No. We are building a multi-energy concern, and this is a significant difference. This is how the largest global concerns from the fuel and energy industry built their position. And no one was talking about cheebols in this case.
Daniel Obajtek, CEO of PKN Orlen:
Creation of a multi-energy company requires determination
Daniel Obajtek has been the CEO of the largest concern in Poland and in the region for over two and a half years. During this time, he outlined a very ambitious vision of further development of PKN Orlen Group and, more importantly, he has been consistently and determinedly implementing it. It primarily involves creation of a multi-energy concern, whose scale and scope of operations would allow it to compete with the leading European players.
Obajtek had started implementation of this objective three weeks after becoming the CEO of Orlen.

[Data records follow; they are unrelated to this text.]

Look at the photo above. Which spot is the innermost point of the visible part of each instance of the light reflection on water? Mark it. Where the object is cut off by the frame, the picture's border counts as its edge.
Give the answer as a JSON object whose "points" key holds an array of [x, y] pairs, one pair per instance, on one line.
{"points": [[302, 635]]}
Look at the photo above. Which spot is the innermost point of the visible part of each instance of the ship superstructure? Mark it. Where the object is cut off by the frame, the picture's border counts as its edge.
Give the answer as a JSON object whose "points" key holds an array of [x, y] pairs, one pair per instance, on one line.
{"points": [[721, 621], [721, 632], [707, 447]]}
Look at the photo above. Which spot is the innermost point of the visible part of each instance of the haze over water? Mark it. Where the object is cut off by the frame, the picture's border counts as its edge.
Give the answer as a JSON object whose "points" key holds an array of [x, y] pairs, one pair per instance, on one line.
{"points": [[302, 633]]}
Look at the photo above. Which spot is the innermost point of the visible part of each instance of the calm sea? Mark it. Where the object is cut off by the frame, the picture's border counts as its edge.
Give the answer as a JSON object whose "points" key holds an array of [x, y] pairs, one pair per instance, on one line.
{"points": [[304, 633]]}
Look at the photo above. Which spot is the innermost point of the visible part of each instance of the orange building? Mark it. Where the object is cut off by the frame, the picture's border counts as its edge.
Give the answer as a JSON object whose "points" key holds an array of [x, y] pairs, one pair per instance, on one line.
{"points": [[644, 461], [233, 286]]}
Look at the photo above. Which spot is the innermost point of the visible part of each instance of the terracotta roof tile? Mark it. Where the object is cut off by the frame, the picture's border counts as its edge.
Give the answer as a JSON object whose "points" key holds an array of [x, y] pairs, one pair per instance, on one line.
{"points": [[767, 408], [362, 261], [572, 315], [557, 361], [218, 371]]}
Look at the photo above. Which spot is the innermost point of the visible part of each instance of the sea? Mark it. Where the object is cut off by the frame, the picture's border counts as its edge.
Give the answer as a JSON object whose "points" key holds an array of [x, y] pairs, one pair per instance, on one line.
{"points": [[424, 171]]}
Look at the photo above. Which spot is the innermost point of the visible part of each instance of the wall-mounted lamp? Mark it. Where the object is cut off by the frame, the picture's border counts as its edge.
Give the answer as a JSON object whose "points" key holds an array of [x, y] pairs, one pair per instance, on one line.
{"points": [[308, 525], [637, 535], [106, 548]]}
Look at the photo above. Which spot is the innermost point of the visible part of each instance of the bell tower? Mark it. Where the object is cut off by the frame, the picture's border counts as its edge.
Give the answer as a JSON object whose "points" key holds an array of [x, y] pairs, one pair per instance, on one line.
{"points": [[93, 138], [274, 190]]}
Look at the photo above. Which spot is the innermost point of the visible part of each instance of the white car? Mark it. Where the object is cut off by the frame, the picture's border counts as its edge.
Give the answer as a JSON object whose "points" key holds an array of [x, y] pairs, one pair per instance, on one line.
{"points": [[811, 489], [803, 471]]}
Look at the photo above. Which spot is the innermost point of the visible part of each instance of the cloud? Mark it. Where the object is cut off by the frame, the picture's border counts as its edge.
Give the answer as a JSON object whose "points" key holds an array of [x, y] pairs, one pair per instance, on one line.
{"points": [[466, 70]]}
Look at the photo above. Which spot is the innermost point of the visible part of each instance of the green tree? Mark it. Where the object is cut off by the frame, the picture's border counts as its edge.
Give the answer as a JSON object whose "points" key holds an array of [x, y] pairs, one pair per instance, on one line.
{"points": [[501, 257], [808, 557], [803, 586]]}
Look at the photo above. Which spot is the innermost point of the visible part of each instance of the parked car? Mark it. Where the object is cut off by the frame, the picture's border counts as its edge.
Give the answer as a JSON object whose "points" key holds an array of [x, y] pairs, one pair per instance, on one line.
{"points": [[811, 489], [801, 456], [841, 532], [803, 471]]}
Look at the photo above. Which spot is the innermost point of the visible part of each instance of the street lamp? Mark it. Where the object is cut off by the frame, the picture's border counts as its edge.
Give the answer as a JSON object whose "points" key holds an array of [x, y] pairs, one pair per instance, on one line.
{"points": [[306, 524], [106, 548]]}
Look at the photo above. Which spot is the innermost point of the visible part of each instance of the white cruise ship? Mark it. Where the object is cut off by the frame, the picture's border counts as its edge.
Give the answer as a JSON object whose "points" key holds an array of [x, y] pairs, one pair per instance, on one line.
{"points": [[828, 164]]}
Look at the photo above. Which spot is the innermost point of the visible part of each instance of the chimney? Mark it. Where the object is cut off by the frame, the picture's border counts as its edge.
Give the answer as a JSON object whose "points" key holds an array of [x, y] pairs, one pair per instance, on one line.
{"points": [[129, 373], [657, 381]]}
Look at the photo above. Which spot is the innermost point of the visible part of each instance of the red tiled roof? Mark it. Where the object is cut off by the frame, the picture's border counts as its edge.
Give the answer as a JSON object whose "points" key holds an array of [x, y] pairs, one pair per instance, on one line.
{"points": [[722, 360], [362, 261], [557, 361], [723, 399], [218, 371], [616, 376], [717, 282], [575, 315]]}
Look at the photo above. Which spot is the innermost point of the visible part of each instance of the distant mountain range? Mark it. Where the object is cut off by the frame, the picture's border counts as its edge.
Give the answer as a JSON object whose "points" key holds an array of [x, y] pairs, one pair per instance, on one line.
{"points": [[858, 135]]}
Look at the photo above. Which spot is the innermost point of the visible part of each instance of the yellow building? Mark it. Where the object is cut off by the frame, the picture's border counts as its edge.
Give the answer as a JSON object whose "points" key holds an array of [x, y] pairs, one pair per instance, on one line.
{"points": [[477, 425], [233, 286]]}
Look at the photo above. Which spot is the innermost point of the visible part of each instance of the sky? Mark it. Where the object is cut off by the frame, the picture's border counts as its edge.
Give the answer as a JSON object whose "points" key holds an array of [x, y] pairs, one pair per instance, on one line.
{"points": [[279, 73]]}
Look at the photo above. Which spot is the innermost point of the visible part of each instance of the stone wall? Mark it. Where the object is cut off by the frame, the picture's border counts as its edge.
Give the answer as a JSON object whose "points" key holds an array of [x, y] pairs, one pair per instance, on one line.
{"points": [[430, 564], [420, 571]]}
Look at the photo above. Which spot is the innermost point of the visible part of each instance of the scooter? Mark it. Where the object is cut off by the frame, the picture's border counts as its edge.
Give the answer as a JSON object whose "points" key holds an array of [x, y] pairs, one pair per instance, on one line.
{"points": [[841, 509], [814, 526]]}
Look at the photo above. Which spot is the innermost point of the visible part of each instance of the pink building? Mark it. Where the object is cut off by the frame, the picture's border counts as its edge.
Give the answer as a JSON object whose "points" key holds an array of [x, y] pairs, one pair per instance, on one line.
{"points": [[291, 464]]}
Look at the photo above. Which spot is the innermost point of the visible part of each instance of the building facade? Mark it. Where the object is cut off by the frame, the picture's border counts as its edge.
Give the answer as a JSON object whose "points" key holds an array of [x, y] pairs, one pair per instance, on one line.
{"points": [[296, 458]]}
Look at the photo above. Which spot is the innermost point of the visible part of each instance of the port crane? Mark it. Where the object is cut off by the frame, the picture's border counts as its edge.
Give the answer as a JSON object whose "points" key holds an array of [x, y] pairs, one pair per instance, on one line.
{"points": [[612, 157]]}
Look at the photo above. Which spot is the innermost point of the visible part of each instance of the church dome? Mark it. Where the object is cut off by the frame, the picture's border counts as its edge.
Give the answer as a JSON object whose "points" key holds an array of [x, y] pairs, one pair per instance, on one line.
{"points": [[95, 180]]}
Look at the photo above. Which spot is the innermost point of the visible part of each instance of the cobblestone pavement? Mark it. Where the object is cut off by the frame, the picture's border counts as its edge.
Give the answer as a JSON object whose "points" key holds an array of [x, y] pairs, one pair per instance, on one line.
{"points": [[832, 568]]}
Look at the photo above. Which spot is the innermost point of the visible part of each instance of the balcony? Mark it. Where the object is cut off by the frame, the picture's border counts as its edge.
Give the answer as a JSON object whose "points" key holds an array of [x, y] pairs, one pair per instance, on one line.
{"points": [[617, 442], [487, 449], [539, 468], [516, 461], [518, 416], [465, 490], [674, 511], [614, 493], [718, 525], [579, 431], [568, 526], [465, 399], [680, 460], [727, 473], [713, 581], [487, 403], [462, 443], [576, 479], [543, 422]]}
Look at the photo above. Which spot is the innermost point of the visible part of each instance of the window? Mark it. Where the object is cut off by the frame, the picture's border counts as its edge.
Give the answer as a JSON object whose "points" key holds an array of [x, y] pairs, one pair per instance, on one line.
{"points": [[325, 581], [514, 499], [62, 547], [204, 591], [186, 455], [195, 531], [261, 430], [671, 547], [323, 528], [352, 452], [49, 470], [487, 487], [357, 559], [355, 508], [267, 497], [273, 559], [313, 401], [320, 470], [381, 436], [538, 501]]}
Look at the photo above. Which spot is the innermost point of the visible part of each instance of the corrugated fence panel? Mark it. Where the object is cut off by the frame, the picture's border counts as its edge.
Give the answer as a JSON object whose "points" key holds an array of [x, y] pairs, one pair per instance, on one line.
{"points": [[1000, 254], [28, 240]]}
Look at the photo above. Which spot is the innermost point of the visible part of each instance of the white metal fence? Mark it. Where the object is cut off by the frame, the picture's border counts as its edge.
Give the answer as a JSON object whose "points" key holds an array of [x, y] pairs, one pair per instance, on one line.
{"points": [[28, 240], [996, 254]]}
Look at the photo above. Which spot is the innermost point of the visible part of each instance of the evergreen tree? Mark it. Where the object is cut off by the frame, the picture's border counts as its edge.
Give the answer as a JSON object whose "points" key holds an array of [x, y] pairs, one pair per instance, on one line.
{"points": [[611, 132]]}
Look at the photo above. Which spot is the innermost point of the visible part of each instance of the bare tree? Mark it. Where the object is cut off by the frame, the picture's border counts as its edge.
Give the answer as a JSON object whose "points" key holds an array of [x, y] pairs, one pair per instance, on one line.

At the end of February 2018, he signed a letter of intent with the State Treasury concerning the purchase of the majority stake in the fuel giant Lotos. Although the transaction has not been finalised to date, and most probably it will not take place earlier than in a year and a half, in just a few months he managed to take over the fourth largest energy group in Poland, i.e. Energa.
In mid-July, Obajtek signed another letter of intent with the State Treasury, this time concerning the acquisition of PGNiG. The transaction is to be finalised together with the acquisition of Lotos. Once the combination occurs, the new Orlen will be able to generate approximately PLN 200 billion in revenue and an EBITDA of PLN 20 billion per year. Such a result would be generated as a result of refining and petrochemical operations (40%), extraction (20%), retail sales of fuels, gas and energy, and regulated distribution (15%), and power generation (10%). The combined entity would also have significant capital and much better investment opportunities.
Already in June 2018, Obajtek announced the launch of Orlen Group's largest petrochemical project in its history. At the time, he presented it to be a strategic decision for both the company and the Polish economy. As a result of it, Poland, from an importer, would become an exporter of petrochemicals. Completion of the project worth approximately PLN 8.3 billion is planned for 2023. It is expected to pay for itself in five or six years. The CEO of Orlen is also strongly committed to projects related to so-called new mobility, hydrogen technologies, recycling, as well as research, development and digitisation.
The actions taken by Obajtek have the solid political support of the current government. They are expressed not only by Prime Minister Mateusz Morawiecki or Deputy Prime Minister and Minister of State Assets Jacek Sasin, but also by the President of the Law and Justice (PiS) party, Jarosław Kaczyński. Obajtek is his favourite CEO. They often meet and talk about Poland and the economy. Consequently, when Obajtek mentioned that Orlen would not invest in a nuclear power plant, the ministerial plans in this respect had to change accordingly.
On the market, opinions on the CEO of Orlen vary. Apart from praise, or even admiration, there is also criticism. Members of the opposition and Pomeranian local government officials disapprove of his activity the most. The latter are not reassured by Obajtek's declarations that after the acquisition of Energa and Lotos, taxes from their operations will continue to flow into the local government and employment will remain unchanged. Stock market analysts and investors fear that the acquisitions will not bring the planned effects, which will lead to a decrease in the value of shares.
Before taking up the post of the CEO of Orlen on 6 February 2018, Obajtek managed Energa Group for a year. During this time, the company's market value grew by 38%, which was the best performance among Polish energy companies and which he considers one of his most important successes. Obajtek was also president of the Agency for Restructuring and Modernisation of Agriculture, where he managed 11,000 employees and a budget of PLN 27 billion. Among other things, he streamlined the Agency’s processes related to the disbursement of billions from the EU and national funds. Finally, from 2006 to 2015, he was the head of Pcim gmina in Lesser Poland, implementing many development and infrastructure initiatives.